We meet during the spin-cycle of the general election campaign. As someone who threatened to leave Britain for Venice if the Conservatives regained power in 2015, he’s downcast about the future. “I don’t watch the news anymore, because I find it too distressing. I’m worried about what’s going to happen when we leave Europe – I really am. I really don’t like this government, because they’re just going to dismantle the National Health Service. It’s going to be dreadful. When you ring an ambulance, you’re going to have to give your credit card number. They’re unfeeling, cold and avaricious. It’s heartless. That’s what worries me.”

As a one-time social worker for Camden Council, he is livid about the tightening noose of welfare bureaucracy in modern Britain. “Anyone who is unemployed or disabled is now seen as a scrounger and they’re using any excuse to cut their benefit. Jesus, they depend on that! They’re making people jump through hoops until they give up trying – they’re breaking people’s spirits in the cruellest possible way. We’re not heartless people. Why are we acting this way as a country?”

Even with added diversity, how will Blind Date’s relatively back-to-basics approach be received in an age of Naked Attraction (where contestants select dates partly based on seeing just their genitals, like a televised glory hole) and Take Me Out (a bloke descends the “love lift” to face 30 single women in what resembles a sexual battery farm)? Cilla, after all, gave outright smut the cold shoulder pad.

“I’ve never seen those shows. We’ve gone back to the days before dating apps and Tinder.

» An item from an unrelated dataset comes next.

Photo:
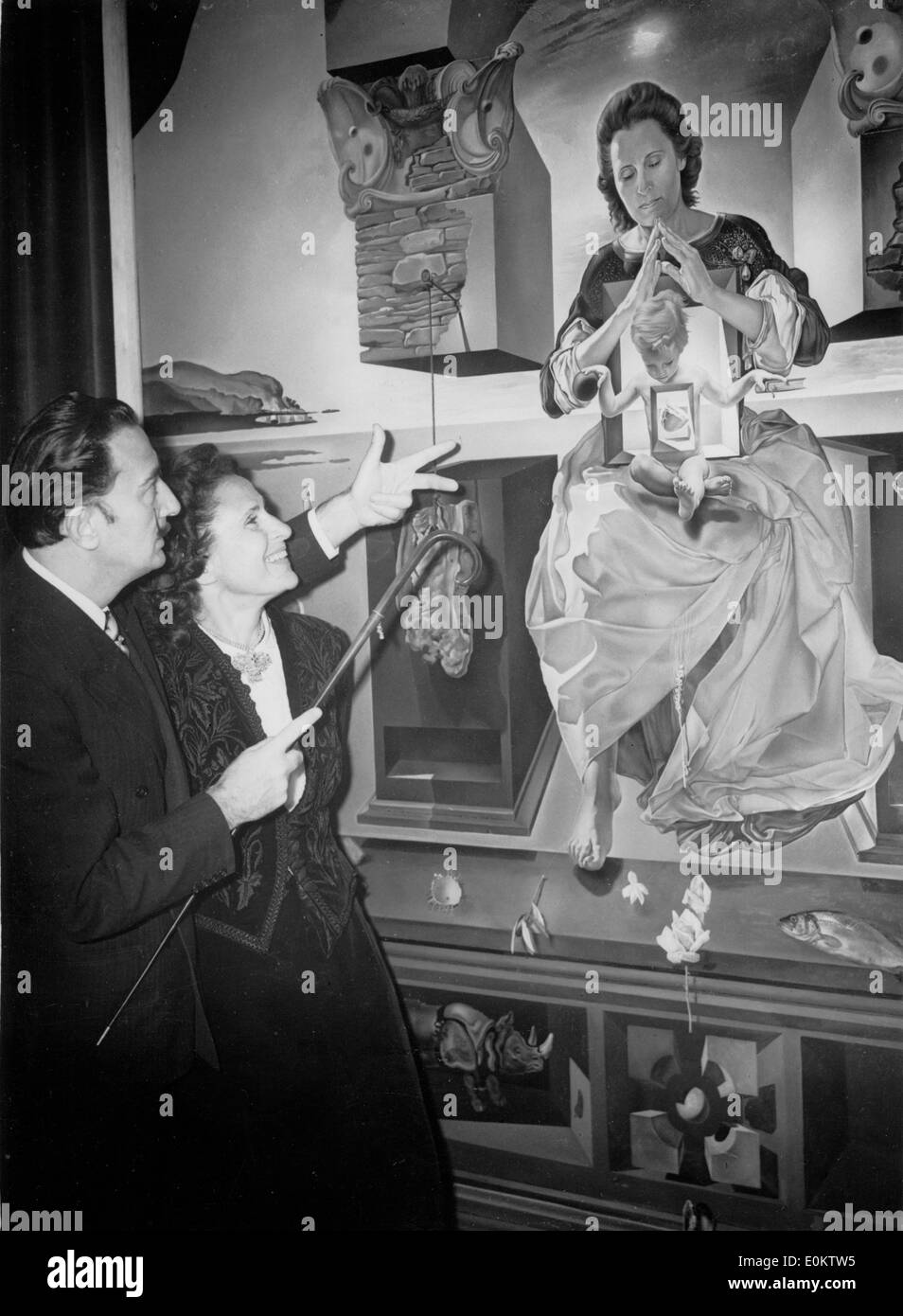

Blind Date’s an old show and we keep it like that.”

No, he has never checked out Tinder himself. “I wouldn’t know what to do when they came round,” he mock gasps.  “It would be like ordering a curry.”

O’Grady is writing his next book, about the countryside, having moved to a farmhouse in Kent in 2005, which he shares with his long-term partner Andre Portasio and myriad animals. “It’s not all arts and flowers – it’s decomposing rats under floorboards. When I first moved there, I remember looking out of the window at sheep, thinking: ‘What have I done? There are no clubs around here.’ Now I really embrace it.”

A grandfather – he conceived a child with an older woman at 17 – there’s also a children’s book on the horizon and he’s mulling over bowing to demand and writing another about his adventures with Cilla. “I keep mentioning her all the time because you can’t ignore her. It was her show, she was synonymous with it, and we were so close. Even two years down the line, I really miss her.”